Tuesday, September 22, 2015

The Stages of the Photographer II

In these years there is an ongoing, or repeated, discussion about the decline in camera sales. The typical online DSLR owner, unable to conceive of a world in which the DSLR is not the dominant object of worship, finds this decline distressing. The typical online DSLR owner, locked in to the idea that photographers evolve through well defined stages, maturing finally in to Ming Thein, wrestles with the dominance of the cell phone camera, and often concludes:

The phone camera user will inevitably become dissatisfied with their pictures, and will buy a DSLR.

which is a very cozy idea. There's a couple of planted axioms, unfortunately. The first is that the cell phone user will become dissatisfied. Nope. The second one is that the dissatisfaction will take the form of some very specific limitations. The conceit is that the disgruntled cell phone shooter will want more IQ (nerds invariably refer to "image quality", which simply means "the vague basket of shit my DSLR does better than an iPhone", as IQ).

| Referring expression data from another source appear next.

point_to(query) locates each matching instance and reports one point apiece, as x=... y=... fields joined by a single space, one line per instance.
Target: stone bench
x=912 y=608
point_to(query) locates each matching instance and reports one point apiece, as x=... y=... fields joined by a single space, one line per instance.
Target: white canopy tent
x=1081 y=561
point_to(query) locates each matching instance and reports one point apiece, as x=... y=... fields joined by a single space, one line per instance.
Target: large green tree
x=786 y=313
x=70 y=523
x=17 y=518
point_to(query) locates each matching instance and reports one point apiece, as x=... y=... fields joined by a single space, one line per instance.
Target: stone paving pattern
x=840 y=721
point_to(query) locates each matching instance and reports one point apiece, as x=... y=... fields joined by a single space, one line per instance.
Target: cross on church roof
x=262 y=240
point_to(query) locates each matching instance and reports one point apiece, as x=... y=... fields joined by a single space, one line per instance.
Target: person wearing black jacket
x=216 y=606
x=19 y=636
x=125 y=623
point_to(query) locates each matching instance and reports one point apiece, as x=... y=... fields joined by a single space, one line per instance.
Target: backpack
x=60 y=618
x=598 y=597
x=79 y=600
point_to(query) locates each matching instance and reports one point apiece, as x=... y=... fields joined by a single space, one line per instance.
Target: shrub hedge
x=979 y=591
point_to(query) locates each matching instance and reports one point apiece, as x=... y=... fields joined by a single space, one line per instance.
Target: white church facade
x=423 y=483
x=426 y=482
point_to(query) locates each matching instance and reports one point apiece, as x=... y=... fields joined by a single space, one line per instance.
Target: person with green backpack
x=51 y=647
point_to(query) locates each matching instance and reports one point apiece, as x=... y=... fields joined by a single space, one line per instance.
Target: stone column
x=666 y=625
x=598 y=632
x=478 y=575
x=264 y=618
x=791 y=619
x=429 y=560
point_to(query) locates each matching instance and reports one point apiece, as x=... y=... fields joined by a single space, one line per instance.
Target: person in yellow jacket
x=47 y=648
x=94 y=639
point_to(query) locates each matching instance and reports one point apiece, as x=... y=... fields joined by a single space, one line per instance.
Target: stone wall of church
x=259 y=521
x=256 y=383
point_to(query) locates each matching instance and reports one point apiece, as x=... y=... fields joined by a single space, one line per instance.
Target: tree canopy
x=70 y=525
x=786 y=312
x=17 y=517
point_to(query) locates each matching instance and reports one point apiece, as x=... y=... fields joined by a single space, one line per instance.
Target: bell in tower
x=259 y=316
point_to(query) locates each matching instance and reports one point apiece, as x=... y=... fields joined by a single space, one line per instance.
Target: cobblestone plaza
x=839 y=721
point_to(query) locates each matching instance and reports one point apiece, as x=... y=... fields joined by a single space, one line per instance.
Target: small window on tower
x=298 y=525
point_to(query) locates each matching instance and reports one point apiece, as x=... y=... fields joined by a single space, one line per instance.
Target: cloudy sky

I'm just gonna throw this out there: the disgruntled, dissatisfied cell phone photographer is actually pretty unlikely to say "man, I want to take pictures with more pixels in them!" They're a lot more likely to say "I want to make pictures that make people feel", "I want pictures that make people see this truth that I see", "I want to make pictures that look like that one guy on tumblr."

These are not problems solved by buying a DSLR.

The ones that do want to take pictures that have more pixels in them are sorting themselves into the community of online DSLR owners. They enter the bubble, close the door behind themselves, and there they are.

The ones that want to take pictures that make you feel something, they're doing something else. They're getting apps for their phone to bend their pictures. They're buying Polaroid cameras, old p&s film cameras, Lomos and Kievs. They might even buy a DSLR, but they think the debates about sensor size versus depth of field are deadly dull.

These are the people with the kickstarters that are publishing books. These are the people with their photos hanging in the hipster coffee shops. They don't care about your sneering "these are terrible, they need fill flash" judgements, because you are wrong. These pictures don't need fill flash.

There's a 1000 directions to go from a cell phone camera you bought yesterday. Only one of them is a DSLR, a bunch of expensive lenses, some cheap strobes, and a flickr full of crummy imitation commercial photographs.